Durante mucho tiempo la gente elegía el periódico o canal de televisión y radio afín a su ideología. Nos rodeamos en general de personas que no sólo comparten gustos y aficiones con nosotros, sino también posiciones políticas e ideológicas, o en definitiva su forma de entender la vida. Es algo que nos genera seguridad, es agradable, es una cuestión tribal, cuál es mi grupo al que pertenezco y con el que me siento identificado, que reafirma mi visión. Y como ya os podéis imaginar esta es una regla básica de por qué cada grupo ayuda a perpetuar sus propias creencias y convicciones, y por qué las voces disonantes o incómodas son muchas veces apartadas y excluidas.

Y luego llegó la era de internet.

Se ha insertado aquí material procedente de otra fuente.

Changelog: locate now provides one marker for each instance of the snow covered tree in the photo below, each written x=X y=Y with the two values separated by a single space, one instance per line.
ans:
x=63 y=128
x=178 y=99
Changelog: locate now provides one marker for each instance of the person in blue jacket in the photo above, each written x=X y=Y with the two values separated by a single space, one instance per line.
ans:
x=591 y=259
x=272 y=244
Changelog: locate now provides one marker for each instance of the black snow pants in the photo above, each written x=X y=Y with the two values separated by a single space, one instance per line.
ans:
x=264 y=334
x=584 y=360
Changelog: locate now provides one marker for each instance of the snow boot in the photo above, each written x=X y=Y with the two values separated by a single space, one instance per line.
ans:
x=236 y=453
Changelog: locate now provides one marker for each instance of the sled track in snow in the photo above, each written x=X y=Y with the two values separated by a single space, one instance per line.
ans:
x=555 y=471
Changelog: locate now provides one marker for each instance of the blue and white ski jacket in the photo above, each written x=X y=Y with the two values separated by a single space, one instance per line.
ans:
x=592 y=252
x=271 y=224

En los últimos 10 años sesgo de confirmación se ha vuelto mucho más potente aún. No solamente seguimos interpretando aquello que nos sucede de la forma más favorable a nuestras teorías, ahora consumimos con más facilidad aquellas fuentes que reafirman nuestras ideas… páginas webs, canales de youtube, blogs, etc.

Da igual qué teoría tengamos sobre el mundo, si un día nos parece que la tierra debe ser plana y comprobamos a ver si hay alguien más que piense así, encontramos webs que recopilan todo tipo de argumentos que confirman esta alucinante y falsa teoría.

Pasa un poco parecido con las Fakenews, noticias falsas que se propagan tan fácilmente a través de mensajes de whatasapp y páginas webs. Somos una presa fácil porque todo aquello que nos encaje con nuestras creencias tiene automáticamente crédito para ser cierto, sin ninguna comprobación previa. 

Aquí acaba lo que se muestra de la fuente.